May I take this opportunity to wish you a belated ‘happy new year’ and hope 2020 will be a productive one.
January is usually a cold month so you can be excused for not wanting to venture out. The allotment can be a place of solitude with only the hardiest soles to keep you company.
On the other hand, after all the eating and merriment it could be just the tonic to blow away those cobwebs and to start the new campaign.
So far, we have experienced a mild start to the year. This being evident by the variety of weeds which are thriving, especially Hairy bittercress – a persistent weed which colonises bare ground and spreads by shooting seeds up to 1 metre away.
Regular hoeing and hand weeding will reduce numbers although make sure you remove all parts of the plant as stem fragments are capable of re-rooting.
Hairy bittercress is in fact edible and has a taste similar to cress crossed with rocket.
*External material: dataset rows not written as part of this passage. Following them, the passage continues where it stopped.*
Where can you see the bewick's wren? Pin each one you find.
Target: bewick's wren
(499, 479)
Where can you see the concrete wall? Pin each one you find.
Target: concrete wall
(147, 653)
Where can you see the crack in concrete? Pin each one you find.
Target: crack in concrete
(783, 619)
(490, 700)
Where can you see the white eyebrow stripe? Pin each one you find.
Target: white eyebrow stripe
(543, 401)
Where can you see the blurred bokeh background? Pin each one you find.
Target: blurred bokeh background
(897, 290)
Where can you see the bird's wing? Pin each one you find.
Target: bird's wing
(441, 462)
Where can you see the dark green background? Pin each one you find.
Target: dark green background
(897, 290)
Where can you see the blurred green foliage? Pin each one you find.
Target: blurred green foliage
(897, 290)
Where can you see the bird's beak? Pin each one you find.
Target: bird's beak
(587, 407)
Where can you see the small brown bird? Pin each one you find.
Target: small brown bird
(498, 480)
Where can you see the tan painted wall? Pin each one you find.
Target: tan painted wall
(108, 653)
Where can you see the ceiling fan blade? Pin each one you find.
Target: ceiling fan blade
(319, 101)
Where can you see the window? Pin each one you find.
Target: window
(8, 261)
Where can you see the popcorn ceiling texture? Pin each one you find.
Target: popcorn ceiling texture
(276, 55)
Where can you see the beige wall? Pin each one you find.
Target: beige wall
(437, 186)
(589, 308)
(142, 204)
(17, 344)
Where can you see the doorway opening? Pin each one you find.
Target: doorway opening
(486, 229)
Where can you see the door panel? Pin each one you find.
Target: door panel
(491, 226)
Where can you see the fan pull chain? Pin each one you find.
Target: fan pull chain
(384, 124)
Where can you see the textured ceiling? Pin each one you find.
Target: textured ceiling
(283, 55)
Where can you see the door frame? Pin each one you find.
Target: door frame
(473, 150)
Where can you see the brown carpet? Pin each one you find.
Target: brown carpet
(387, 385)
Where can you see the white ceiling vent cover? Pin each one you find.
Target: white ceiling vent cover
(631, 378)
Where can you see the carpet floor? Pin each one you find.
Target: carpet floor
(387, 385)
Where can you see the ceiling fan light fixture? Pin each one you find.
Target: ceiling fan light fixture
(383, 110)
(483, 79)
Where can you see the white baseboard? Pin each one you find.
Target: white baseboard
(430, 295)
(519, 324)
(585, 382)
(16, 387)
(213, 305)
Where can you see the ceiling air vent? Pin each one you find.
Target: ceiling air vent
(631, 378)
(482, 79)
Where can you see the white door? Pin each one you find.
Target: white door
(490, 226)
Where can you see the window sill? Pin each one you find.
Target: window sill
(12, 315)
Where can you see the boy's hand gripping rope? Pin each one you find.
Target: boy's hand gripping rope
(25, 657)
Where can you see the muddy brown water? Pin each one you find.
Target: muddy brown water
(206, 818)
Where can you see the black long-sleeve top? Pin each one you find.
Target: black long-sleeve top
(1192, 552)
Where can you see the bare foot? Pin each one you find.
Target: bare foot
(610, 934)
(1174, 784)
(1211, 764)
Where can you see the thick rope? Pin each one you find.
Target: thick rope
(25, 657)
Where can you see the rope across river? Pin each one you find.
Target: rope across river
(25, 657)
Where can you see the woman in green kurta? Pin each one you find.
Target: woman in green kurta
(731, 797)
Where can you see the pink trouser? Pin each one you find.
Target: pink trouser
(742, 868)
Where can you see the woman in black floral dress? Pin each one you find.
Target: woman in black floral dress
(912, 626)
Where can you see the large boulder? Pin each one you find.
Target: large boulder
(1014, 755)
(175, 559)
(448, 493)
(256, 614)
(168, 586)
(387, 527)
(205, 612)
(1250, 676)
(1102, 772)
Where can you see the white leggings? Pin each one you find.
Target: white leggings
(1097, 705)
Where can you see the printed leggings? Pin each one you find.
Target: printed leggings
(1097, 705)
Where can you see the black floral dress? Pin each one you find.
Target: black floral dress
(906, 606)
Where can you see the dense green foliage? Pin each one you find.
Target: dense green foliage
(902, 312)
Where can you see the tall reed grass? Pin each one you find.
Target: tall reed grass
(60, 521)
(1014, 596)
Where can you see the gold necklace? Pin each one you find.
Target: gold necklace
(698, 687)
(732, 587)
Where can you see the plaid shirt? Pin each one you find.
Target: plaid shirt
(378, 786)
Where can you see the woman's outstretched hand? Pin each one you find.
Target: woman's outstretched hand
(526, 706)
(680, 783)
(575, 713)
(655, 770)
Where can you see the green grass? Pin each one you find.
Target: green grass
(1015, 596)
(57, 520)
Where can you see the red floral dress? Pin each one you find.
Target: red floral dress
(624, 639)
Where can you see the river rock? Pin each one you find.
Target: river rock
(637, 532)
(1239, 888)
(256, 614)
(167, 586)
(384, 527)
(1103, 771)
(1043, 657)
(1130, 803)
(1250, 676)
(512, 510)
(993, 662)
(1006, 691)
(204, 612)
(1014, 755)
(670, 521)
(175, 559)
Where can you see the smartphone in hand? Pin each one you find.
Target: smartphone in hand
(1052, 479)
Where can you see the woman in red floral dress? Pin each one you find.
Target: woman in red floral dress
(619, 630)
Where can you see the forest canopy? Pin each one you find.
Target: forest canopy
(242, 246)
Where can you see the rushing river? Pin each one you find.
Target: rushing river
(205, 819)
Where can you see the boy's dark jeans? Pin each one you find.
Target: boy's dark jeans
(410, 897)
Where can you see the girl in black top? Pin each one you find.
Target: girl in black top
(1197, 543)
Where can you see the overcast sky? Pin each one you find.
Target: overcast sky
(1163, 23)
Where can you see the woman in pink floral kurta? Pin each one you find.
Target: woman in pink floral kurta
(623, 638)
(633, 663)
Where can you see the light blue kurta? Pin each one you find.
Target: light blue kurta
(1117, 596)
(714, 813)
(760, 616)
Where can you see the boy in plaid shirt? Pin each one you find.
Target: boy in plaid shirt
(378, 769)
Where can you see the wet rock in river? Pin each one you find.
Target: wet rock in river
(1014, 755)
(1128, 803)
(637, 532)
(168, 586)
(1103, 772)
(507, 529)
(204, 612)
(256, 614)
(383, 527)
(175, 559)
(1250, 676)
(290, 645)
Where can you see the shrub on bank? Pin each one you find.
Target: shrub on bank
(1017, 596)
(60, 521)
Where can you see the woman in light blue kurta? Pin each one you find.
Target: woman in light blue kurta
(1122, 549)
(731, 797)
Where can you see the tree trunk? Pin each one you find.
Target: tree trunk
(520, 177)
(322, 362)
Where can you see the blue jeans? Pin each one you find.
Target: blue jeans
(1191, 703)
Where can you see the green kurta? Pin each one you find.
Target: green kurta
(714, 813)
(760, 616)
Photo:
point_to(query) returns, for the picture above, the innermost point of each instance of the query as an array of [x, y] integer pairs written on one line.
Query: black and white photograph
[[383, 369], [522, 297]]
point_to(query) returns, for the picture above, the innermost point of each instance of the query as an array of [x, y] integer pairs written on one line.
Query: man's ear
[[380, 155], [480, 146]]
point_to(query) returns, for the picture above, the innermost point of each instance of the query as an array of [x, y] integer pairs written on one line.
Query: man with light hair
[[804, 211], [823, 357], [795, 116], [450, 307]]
Something different to add to your plate.
Over the Christmas period we were blessed with some dry weather. This allowed me to start emptying the compost heap.
I always cover my heap in the winter with a waterproof cover as it prevents the compost becoming too wet.
Homemade compost will inevitably have pieces of woody material, stones and the odd plant label in it. For this reason, I always like to pass it through a riddle. A job for a cold, frosty morning.
Riddling homemade compost.
The one drawback with homemade compost is that it will contain weed seeds. A small price to pay for such a nutritious medium.
Try sowing a few subjects undercover such as Broad bean ‘The Sutton’, Pea ‘Douce Provence’ and various salad crops. Direct sow Carrots ‘Amsterdam Forcing 3’ into raised beds or large pots.
If dry enough continue to prepare outdoor beds with a 15cm layer of well-rotted farmyard manure. Worms and the rain will assist in working it in.
Keep a check on stored crops for vermin damage and anything which may be starting to rot. Finally, check that brassica nets have not been dislodged by the wind.